Frances lives in England while I live in California. We met many years ago at a self development center on a peaceful Greek Island, where we discovered that we had the same wanderlustful traveling passions. Now we comfortably slip into our roles, I am the suitcase caretaker while she buys the tickets.

She operates better in situations of confrontation. She is more assured than I am. I stand content to watch and dream as the people stream by doing what they always do. Then I spin stories about their lives to myself. Sometimes I tell Frances these stories as I invent them and she laughs while we enjoy my imagination.

Today we are in Kurseong, a small town part way up the Eastern Himalayas where the tiny toy train huffs and puffs as it winds its way up to Darjeeling, the Queen of the British Raj. Tea plantations painted in rich greens cover the hills. This is a society that no longer exists—a life that was supported by servants and the Victorian need to escape from the heat. I will breathe in the remains, digging through the past as the archaeologist does to feed my imagination. 

As I look up, I notice a small boy standing near by watching me. He is neatly dressed in grey trousers and a well-pressed shirt. His black hair is slick with comb marks against his nutty brown skin. As he watches me intently I think that maybe he wants to talk. I smile and say, “Hello.”?He smiles and “hellos” me in return. 

We begin a small conversation. I ask him if he speaks English, which he does quite well. He explains that he has learned English in school, which has now finished for the day. He is 11 and quite happy to wait and talk.

The train is late in arriving from the New Jaipalguri station so the boy just stands and asks me questions. Frances returns with our tickets and assumes her role as tour leader while I enjoy falling under her spell of travel knowledge. I tell her about our new friend and she returns his questions with answers and then more questions of her own.

I find that the Indians we meet are so open and friendly. They often approach us to practice their English as well as to learn about what is outside of their own world. Our young friend asks for nothing. He seems content just to be here with us. We dig through our purses to find coins from our home countries. I find a quarter and a dime and Frances digs out a 20 pence piece and two English pennies.We hand them to him explaining what they are, and his eyes glow as he keeps looking at them, asking over and over what they are until he has committed it to memory. I like his solidness. He is a gentle by, shy yet eager to be in our company—two older foreign ladies on the platform of the toy train to Darjeeling.

Frances goes to buy our snacks. We always have snacks on a train trip no matter how short the jaunt will be. It is part of the fun of train travel. Frances follows the boy to a vendor and treats him to a bag of crispy chips and an orange drink. He smiles as he has now assumed the role of guide.

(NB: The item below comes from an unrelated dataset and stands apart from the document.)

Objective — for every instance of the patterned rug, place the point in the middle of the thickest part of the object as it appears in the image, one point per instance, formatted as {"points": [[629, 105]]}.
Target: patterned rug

We walk up the platform, our snacks in our backpacks while he clutches his in his hands. We notice a door that says, “Darjeeling Himalayan Railway, Kurseong Museum.”?It is closed. Frances goes to the ticket office and asks if we can visit the museum. A man in an official hat carrying a large ring of keys follows her back to the museum to open the door. He calls over a woman in an official brown uniform to wait as we walk around the room, looking at all the artifacts: old clocks, pottery, silverware, parts of engines and curled brown-edged photographs of the Raj when the train carried the English families up from the hot plains to this cooler mountain retreat. It is what we have come to discover and we devour the photos. Our young friend looks carefully at everything. This is his history. 

We wander outside and stand together. The boy quietly tells us about how he likes to spend time at the train station and dream about seeing the world. His family are Christians and attend the church near by. He describes his large family of three brothers and a younger sister. The train station is more peaceful than being at home. Then we hear the train whistle and a few minutes later the train arrives.

We watch as one engine pulls the carriages in and another engine attaches itself to the back end to pull the train out. We climb into the small, dusty carriage of this toy-sized train with open windows. The boy helps us with the bags as the whistle blows. We wave and watch him as he is slowly reduced to a dot on the receding platform. Frances tells me that he said we were the nicest people he had ever met.

I make up stories about him and his life in the same way that I knit hats, twisting the yarns to make patterns of my own choosing. I like these encounters. Meeting him has anchored me to where I am for a short while and reminds me of the reason I travel.

We move along a railway so narrow that as we pass through villages we can literally reach out and touch the buildings along the track. I am happy to see the rich green land so full of orchids and other bright flowers before us as we travel up the mountain through the vast green tea plantations.